= Edward Constant Séguin =

French-American neurologist

Edward Constant Séguin, MD (January 20, 1843 in Paris – February 19, 1898 in New York City) was an American neurologist and a founder of the American Neurological Association in 1875. He was a practitioner and professor at the College of Physicians and Surgeons in New York.

Séguin was the son of Édouard Séguin, a pioneer in the education of intellectually disabled children. Edward C. was born in Paris, France, and in 1850, due to political unrest in France, the family emigrated to the United States and settled in Cleveland, Ohio. Edward received his early education in Cleveland and Portsmouth. In 1861, the family moved to New York and he began medical studies at the College of Physicians and Surgeons. When the American Civil War began, Edward C. served as a dresser and medical cadet, resuming his studies at war's end. He received his medical degree in 1864 and he remained in the U.S. Army. From 1865 to 1867, he served as an intern at the New York Hospital. He suffered from a lung ailment and left the hospital. He re-entered the Army for a tour of duty and was stationed in New Mexico where he regained his health.

Séguin was in Paris from 1869 to 1870 to study diseases of the nervous system. He studied under Charles-Édouard Brown-Séquard and Jean-Martin Charcot. Upon his return to New York in 1870, he joined the practice of William Draper, a prominent physician to whom he introduced the practice of thermometry. The following year, Séguin was named to the Chair of Diseases of the Nervous System at the College of Physicians and Surgeons, and founded its neurological clinic. In 1876, he left the practice.

Séguin published many papers on neurological subjects and on neurosis. A large collection of his lectures was published under the title of Opera Minora. In 1873, he helped Brown-Séquard edit the journal, Archives of Scientific and Practical Medicine, which lasted only a short time. In 1879, he helped to found the journal Archives of Medicine. He was active within the short-lived Association for the Protection of the Insane, an organization of neurologists and medical professionals with the goal of improving patient care in mental hospitals.

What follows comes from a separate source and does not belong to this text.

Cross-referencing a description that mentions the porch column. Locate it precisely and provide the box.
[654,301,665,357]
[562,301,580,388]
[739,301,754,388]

In 1882, his wife suffered a severe depression, and shot and killed their three children and herself. Following this tragedy, Séguin returned to Europe where he worked in neurology. When he returned to the United States, he spent a year in Providence, Rhode Island, and regularly visited his patients in New York. In 1885, he resumed his practice in New York but resigned his teaching position. He retired from medical practice in 1896.

Séguin died in 1898 from cirrhosis of the liver.

==Works==
- Séguin, Edward C. Spinal Paralysis of the Adult. Appleton and Co. New York, 1874.
- Séguin, Edward C. Hysterical Symptoms in Organic Nervous Affections. New York: John F. Trow & Son, printers, 1875.
- Séguin, Edward C. A Clinical Contribution to the Study of Post-paralytic Chorea: A Contribution to the Study of Localized Cerebral Lesions. New York: G.P. Putnam's Sons, 1877.
- Séguin, Edward C. Higher Medical Education in New York: II. Reorganization of the Medical Staff of Hospitals. New York: G.P. Putnam's Sons, 1881.
- Séguin, Edward C. Higher Medical Education in New York: III. The System of Clinical Teaching in Colleges. New York: G.P. Putnam's Sons, 1881.
- Séguin, Edward C. The American Method of Giving Potassium Iodide in very Large Doses for the Later Lesions of Syphilis, more especially Syphilis of the Nervous System. New York: [s.n., 1884?]
- Séguin, Edward C. Opera Minora: A Collection of Essays, Articles, Lectures and Addresses from 1866 to 1882 Inclusive. New York: G. P. Putnam's Sons, 1884. https://archive.org/details/operaminoracolle00segu
- Séguin, Edward C. A Contribution to the Pathology of the Cerebellum. New York: J.H. Vail & Co., 1887.